Master’s Thesis Presentation • Artificial Intelligence • Demystifying Foreground-Background Memorization in Diffusion Models

Thursday, September 4, 2025 11:00 am - 12:00 pm EDT (GMT -04:00)

Please note: This master’s thesis presentation will take place in DC 2310 and online.

Jimmy Di, Master’s candidate
David R. Cheriton School of Computer Science

Supervisors: Professor Gautam Kamath

Diffusion models (DMs) memorize training images and can reproduce near-duplicates during generation. Current detection methods identify verbatim memorization but fail to capture two critical aspects: quantifying partial memorization occurring in small image regions, and memorization patterns beyond specific prompt-image pairs.
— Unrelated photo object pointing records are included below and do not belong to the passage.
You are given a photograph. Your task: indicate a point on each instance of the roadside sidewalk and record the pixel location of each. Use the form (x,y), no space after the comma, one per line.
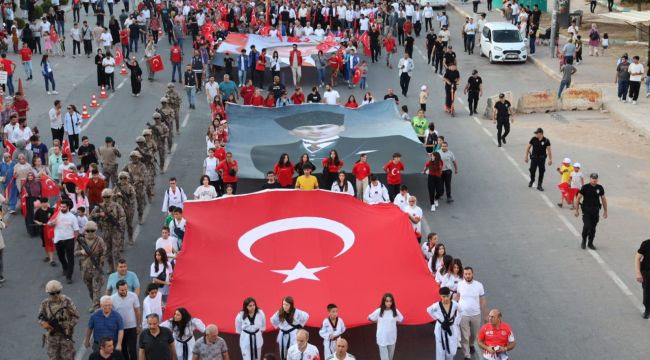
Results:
(597,72)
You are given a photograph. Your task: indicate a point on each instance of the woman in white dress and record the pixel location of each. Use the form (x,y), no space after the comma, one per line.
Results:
(342,185)
(387,317)
(250,323)
(205,191)
(183,326)
(288,319)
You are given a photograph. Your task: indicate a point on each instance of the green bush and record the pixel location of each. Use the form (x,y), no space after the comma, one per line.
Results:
(20,23)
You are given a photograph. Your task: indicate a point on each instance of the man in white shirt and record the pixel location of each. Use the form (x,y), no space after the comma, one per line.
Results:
(376,192)
(211,90)
(471,302)
(405,67)
(174,196)
(66,230)
(331,96)
(302,350)
(415,216)
(127,304)
(402,199)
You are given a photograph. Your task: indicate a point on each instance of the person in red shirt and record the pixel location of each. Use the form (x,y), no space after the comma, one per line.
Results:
(94,189)
(389,44)
(176,57)
(26,58)
(352,103)
(434,182)
(21,106)
(393,171)
(9,68)
(270,100)
(283,170)
(247,92)
(496,337)
(331,167)
(361,171)
(298,97)
(228,170)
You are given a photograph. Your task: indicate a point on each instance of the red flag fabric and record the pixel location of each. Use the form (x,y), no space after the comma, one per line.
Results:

To address these limitations, we propose Foreground Background Memorization (FB-Mem), a novel segmentation-based metric that classifies and quantifies memorized
regions within generated images. Our method reveals that memorization is more pervasive than previously understood:

  1. Individual generations from single prompts may be linked to clusters of similar training images, revealing complex memorization patterns that extend beyond one-to-one correspondences
  2. Existing model-level mitigation methods, such as neuron deactivation and pruning, fail to eliminate local memorization, which persists particularly in foreground regions.

Our work establishes an effective framework for measuring memorization in diffusion models, demonstrates the inadequacy of current mitigation approaches, and proposes a stronger mitigation method using a clustering approach.